Towards the end of 2018, the band used this process to synthesise and store thousands of copies of Mezzanine, encoding them in tiny silicon beads, which were then inserted into a limited-edition spray paint can. The beads are strong enough to survive for thousands of years, meaning graffiti artists could create street art with paint that contains millions of DNA versions of Mezzanine. Currently, it would take a portable real-time genetic sequencer roughly a week to play the album.

“One could imagine that you could use a sequencer to read the information in real-time and generate a code that automatically reverts to music,” says Grass. “That would also mean we didn’t need to use huge server farms to store and share music. We could use much less energy to store information.”

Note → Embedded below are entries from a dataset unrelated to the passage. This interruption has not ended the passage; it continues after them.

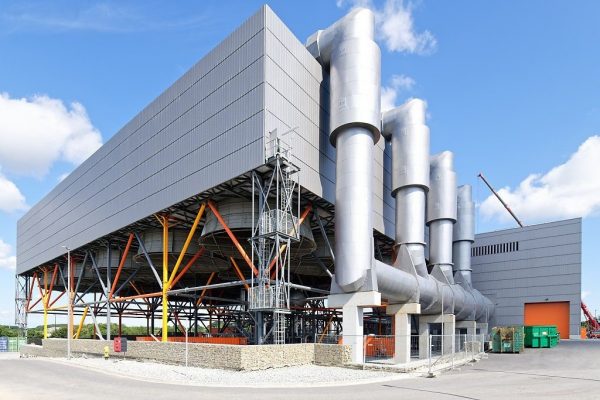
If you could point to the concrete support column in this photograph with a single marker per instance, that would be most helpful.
(402, 329)
(352, 305)
(353, 331)
(481, 328)
(448, 323)
(470, 326)
(423, 338)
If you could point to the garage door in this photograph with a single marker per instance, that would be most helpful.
(549, 313)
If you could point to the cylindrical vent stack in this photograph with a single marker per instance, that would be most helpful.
(441, 211)
(464, 235)
(349, 49)
(405, 127)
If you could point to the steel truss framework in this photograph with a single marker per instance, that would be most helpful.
(203, 304)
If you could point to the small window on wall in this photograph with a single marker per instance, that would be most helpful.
(491, 249)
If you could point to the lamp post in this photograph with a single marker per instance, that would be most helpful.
(70, 303)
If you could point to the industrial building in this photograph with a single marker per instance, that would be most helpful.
(264, 196)
(532, 274)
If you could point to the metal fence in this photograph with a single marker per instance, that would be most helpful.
(11, 344)
(431, 352)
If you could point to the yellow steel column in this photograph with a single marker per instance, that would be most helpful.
(45, 303)
(81, 322)
(165, 306)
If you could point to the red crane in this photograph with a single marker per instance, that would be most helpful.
(593, 330)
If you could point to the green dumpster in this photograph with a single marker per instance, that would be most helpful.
(507, 339)
(541, 336)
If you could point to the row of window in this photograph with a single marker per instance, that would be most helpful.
(494, 249)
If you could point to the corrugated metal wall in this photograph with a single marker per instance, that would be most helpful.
(208, 127)
(296, 96)
(546, 267)
(203, 130)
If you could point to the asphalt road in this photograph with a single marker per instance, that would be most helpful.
(569, 371)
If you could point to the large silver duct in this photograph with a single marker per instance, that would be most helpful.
(349, 50)
(441, 211)
(405, 127)
(464, 236)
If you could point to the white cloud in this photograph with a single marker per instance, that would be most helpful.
(395, 26)
(11, 198)
(7, 261)
(102, 17)
(571, 189)
(35, 132)
(389, 94)
(63, 176)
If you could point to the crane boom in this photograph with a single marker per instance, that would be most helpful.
(593, 323)
(500, 199)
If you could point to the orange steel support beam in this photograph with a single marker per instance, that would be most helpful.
(188, 265)
(283, 246)
(121, 264)
(59, 296)
(30, 291)
(53, 279)
(40, 287)
(237, 244)
(139, 296)
(186, 245)
(210, 278)
(138, 291)
(239, 272)
(34, 304)
(165, 288)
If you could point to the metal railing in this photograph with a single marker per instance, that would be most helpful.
(429, 353)
(11, 344)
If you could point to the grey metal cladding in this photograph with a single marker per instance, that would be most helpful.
(205, 129)
(547, 267)
(208, 127)
(296, 96)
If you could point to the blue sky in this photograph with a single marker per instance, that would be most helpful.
(512, 88)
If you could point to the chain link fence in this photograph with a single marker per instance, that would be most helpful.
(431, 353)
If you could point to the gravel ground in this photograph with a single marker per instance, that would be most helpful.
(306, 375)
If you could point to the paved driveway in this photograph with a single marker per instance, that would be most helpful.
(569, 371)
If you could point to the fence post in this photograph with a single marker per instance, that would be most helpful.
(429, 352)
(453, 349)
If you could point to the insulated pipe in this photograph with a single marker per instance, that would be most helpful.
(464, 236)
(349, 50)
(441, 212)
(405, 127)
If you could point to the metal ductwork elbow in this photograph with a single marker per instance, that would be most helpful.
(405, 127)
(441, 211)
(348, 50)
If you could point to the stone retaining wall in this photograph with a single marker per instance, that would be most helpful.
(203, 355)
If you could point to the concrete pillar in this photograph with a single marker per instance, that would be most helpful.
(448, 323)
(481, 328)
(449, 333)
(352, 305)
(471, 327)
(402, 338)
(352, 324)
(423, 338)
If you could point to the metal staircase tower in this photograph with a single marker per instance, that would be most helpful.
(276, 206)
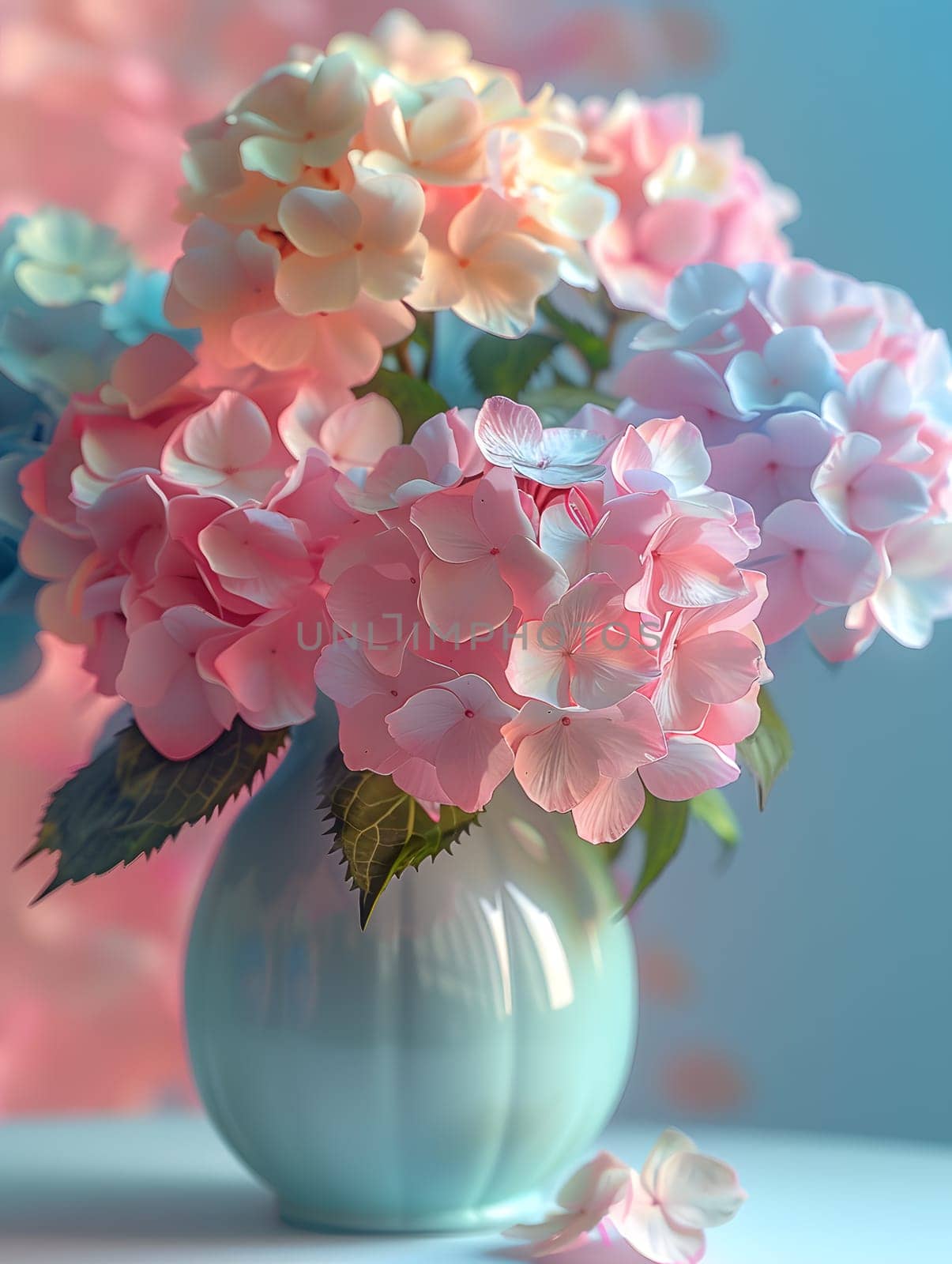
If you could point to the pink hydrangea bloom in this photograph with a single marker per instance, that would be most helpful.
(684, 198)
(827, 404)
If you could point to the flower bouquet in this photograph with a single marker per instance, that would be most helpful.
(499, 435)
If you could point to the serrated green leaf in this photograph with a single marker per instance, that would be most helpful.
(664, 826)
(503, 366)
(415, 400)
(382, 831)
(559, 404)
(593, 348)
(130, 799)
(712, 808)
(768, 750)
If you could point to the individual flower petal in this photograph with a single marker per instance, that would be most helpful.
(511, 436)
(455, 727)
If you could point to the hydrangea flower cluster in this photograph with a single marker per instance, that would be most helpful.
(349, 189)
(827, 406)
(71, 299)
(492, 596)
(661, 1213)
(684, 198)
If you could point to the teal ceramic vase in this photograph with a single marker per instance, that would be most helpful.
(435, 1070)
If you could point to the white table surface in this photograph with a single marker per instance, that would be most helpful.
(160, 1190)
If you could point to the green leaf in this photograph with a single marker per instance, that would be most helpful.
(768, 750)
(415, 400)
(664, 826)
(382, 831)
(712, 808)
(505, 366)
(593, 348)
(559, 404)
(130, 799)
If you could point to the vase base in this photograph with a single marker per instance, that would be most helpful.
(499, 1215)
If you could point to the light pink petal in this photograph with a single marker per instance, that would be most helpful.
(231, 434)
(625, 736)
(463, 600)
(556, 768)
(841, 575)
(608, 812)
(690, 766)
(676, 450)
(507, 433)
(449, 528)
(423, 722)
(305, 286)
(319, 221)
(646, 1229)
(300, 423)
(183, 724)
(359, 433)
(698, 1192)
(608, 668)
(152, 661)
(697, 577)
(535, 579)
(670, 1142)
(537, 667)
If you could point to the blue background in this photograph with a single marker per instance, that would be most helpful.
(821, 960)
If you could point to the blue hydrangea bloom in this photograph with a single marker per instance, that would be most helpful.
(71, 301)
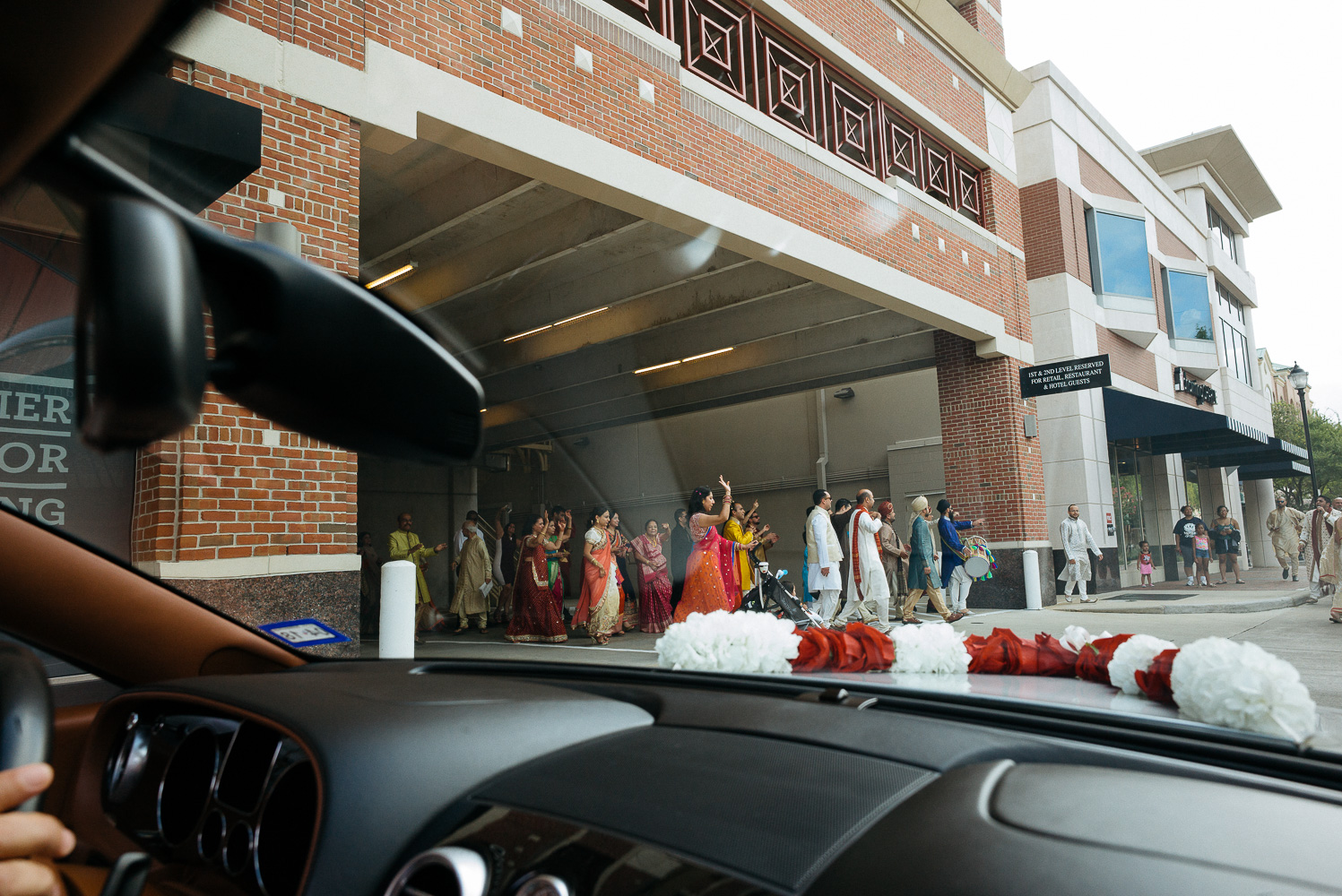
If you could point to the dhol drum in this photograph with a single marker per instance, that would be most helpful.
(977, 562)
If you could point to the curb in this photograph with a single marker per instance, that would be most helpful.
(1173, 609)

Melchior expects a future synthetic DNA culture bank along the lines of the Svalbard Global Seed Vault. “The advantage with DNA is that our civilisation could crash into dust and rebuild itself using entirely different technology, meaning they couldn’t access our computers or disks,” Melchior explains. “Since every human has DNA, any future civilisation will probably try to work out how to sequence DNA. If they can sequence DNA, they can listen to Mezzanine. The first thing a future civilisation would learn about us might be Massive Attack.”